I am embarrassed to say that I am confused about what the outputs are from the "Rapid" RL training system. Do you end up with an executable that then drives the game inputs/api? Does it produce a "bot script" that is used by the game to drive the logic? I understand that thousands of CPUs/GPUs are used for the training, but then what is actually playing the game at the end of the day?
Hi Gdb, next week I am giving a presentation on your awesome Dota work to the local data science community in vancouver BC. I have reviewed the info your team has released so far and i have a few questions:
- I saw no mention of CNNs, is it true CNNs are not used even for the 8x8 terrain grid input?
- do you have any comments about rapid+PPO vs say impala+vtrace? Would the ability to use more off-policy data be very helpful here?
- any comments on how you selected the reward constants?
- was the teamwork/tau something your team came up with or was this a known approach?

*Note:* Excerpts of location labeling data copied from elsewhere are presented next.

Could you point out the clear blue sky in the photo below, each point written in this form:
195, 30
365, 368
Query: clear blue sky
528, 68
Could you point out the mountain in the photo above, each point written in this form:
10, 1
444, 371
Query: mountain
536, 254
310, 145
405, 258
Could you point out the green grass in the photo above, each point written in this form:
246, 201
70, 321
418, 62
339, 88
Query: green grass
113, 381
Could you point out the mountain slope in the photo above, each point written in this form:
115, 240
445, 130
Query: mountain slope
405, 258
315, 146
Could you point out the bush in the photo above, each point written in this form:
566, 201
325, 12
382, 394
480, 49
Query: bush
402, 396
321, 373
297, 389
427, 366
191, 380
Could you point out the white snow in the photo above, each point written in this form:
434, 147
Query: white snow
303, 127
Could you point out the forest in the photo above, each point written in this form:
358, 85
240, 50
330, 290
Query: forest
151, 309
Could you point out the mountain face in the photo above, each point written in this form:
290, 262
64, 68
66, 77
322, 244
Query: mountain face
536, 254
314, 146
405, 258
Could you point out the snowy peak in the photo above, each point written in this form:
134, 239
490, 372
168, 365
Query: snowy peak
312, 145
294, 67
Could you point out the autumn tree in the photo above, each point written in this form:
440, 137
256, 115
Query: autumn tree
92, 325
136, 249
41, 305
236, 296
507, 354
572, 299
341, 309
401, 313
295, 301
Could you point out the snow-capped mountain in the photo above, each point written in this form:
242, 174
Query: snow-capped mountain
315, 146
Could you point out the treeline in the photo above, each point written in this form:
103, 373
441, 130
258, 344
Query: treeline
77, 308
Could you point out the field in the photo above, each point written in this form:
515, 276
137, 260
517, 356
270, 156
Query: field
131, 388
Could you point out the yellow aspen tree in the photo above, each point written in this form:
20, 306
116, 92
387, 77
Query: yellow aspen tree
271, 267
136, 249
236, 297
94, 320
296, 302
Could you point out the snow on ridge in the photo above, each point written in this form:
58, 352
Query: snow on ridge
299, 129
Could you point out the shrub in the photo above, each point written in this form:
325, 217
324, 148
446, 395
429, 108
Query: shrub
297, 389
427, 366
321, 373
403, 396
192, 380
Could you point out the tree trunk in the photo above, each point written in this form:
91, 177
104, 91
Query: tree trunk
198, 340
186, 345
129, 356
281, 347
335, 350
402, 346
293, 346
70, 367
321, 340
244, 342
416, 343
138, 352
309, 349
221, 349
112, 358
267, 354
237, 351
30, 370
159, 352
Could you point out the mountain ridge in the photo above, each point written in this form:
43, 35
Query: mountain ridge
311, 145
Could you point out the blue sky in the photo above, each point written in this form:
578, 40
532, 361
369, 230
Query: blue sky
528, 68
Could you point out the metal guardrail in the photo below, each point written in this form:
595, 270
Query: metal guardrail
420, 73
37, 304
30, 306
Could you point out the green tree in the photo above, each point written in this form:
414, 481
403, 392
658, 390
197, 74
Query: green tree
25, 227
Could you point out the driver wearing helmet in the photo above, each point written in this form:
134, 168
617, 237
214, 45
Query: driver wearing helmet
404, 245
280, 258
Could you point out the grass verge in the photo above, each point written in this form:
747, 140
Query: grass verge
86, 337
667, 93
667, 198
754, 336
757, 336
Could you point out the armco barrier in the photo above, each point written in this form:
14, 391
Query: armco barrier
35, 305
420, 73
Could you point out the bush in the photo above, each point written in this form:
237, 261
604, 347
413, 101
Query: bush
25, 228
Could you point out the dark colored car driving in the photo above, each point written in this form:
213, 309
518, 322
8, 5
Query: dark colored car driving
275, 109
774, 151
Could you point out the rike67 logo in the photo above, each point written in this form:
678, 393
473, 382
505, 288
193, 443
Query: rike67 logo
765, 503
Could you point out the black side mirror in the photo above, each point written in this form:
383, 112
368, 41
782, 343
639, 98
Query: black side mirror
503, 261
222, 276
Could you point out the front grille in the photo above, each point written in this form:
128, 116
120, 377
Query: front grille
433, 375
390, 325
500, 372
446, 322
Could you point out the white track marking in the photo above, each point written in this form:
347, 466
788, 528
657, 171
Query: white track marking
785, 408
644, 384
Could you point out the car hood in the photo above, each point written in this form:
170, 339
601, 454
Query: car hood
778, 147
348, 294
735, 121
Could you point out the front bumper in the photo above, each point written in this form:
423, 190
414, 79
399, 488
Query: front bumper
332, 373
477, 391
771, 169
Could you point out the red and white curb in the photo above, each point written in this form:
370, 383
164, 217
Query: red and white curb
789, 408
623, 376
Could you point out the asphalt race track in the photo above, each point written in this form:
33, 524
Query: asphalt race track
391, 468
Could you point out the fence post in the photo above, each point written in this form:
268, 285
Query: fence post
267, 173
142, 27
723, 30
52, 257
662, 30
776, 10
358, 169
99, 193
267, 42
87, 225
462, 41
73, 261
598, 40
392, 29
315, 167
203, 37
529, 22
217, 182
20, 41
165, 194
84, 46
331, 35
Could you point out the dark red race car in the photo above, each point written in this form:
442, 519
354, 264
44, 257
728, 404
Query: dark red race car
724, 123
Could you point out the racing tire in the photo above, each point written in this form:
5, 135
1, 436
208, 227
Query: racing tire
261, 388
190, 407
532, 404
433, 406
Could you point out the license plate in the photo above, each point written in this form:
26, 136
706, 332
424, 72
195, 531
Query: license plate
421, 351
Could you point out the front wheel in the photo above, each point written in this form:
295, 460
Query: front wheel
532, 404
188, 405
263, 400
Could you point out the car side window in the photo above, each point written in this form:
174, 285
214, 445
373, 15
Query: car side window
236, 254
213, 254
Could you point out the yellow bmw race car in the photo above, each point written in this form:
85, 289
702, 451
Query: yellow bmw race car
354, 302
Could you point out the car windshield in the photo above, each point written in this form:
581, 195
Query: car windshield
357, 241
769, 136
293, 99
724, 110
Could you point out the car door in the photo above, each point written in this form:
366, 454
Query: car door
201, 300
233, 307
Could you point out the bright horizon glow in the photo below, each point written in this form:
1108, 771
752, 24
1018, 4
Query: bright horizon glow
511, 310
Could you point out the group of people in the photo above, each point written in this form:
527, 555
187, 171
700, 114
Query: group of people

- the attention keys are most interesting, can you comment on why they dont flow through the lstm? Does it make it easier for the network to quickly change unit attention or some other reason?
- any comment of the choice of single-layer LSTM vs multilayer ostensibly for operating on longer timescales?
- does this result mean that HRL is less critical than some people thought?
- any comment on magnitude of compute, like in the post from may?
Could you go into some more detail on the actual engineering mechanics? Does each bot have an instance of the neural net model it runs a separate PC? How often do you feed game state into the net? What's the output of the network (bunch of movement / item / spell commands) that are fed in through the game driver?
Oh, good question, I didn't think of that either. there one NN that consumes the state for each of the bot players and then returns the "next action" for that bot, or is there a separate NN for each of the bots, and does that NN run on the LAN machine or is the LAN machine just running the game code and python agent which is mediating the game code and the NN?
We dump state from the bot API each tick and send it over GRPC to a Python agent, which formats the state into a tuple of Numpy arrays. That Numpy array is passed into 5 neural networks (one per agent), each of which returns a tuple of Numpy arrays. Each tuple is decoded into a semantic action, which is then returned to the game via GRPC.